May 192009
 

President Obama likes to have himself compared to Abraham Lincoln, but there is one area in which he is about as opposite to A. Lincoln as one can get. Lincoln was probably the best storytelling jokester among our presidents, while Obama is the leading contender for worst.

There was the one about a snow day in Washington D.C., which was merely stupid. At the time I suggested that if that was his idea of stand-up comedy, he should not quit his day job.

Then there was the one about the Special Olympics — a real belly-slapper from Mr. I-want-my-Supreme-Court-nominee-to-empathize.

Most recently he made a joke about using the IRS to punish people he doesn’t like. It’s like what they say about making a joke about your spouse having an affair: If it’s true, it’s not funny. If it’s not true, it’s not funny.

As Glenn Harlan Reynolds suggests, this comes after letting Timmy TurboTax get rewarded with a big salary for doing something that would get his new employes fired. To say nothing of the fact that if IRS employees made jokes like this for the purpose of making a threat (and all jokes are partly serious) they could be fired for it.

And now David Axelrod is getting in on the act.

In Gerald J. Prokopowicz’s book about Lincoln, he points out that Lincoln’s jokes relied on context. He says his least favorite Lincoln question is one that asks which is the funniest joke:

Humor tends to be specific to its time and place, and what seemed funny to the nineteenth often falls flat in the twenty-first. To make matters worse, Lincoln’s jokes were not stand-alone sound bites. They relied heavily on context. Lincoln’s speeches to the Scott Club of Springfield in 1852, for example, are the funniest things he ever wrote. They had the audience shrieking with laughter — I still find it difficult to read them without snorting audibly — but to get to the good parts you have to read several pages of setup, and once you get there the punch lines don’t work unless you already know something about Franklin Pierce, Winfield Scott, and Lincoln’s relationship with Stephen Douglas.
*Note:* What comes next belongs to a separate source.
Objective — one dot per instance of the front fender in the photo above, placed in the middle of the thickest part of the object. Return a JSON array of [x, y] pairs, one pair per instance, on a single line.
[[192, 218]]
Hmmm. 1852. I have a Spokesrider article about a joke-telling session that took place in that year. And it, too, involved Franklin Pierce and Winfield Scott. But I digress.

Context may have been necessary for Lincoln’s jokes, but context is not Obama’s friend. And Obama doesn’t have to wait a couple of centuries for his jokes to fall flat.

Which reminds me, here’s a one-liner joke that some have attributed to Lincoln, though I wouldn’t want to wager any money that it really is one he invented:

Better to remain silent and be thought a fool than to speak out and remove all doubt.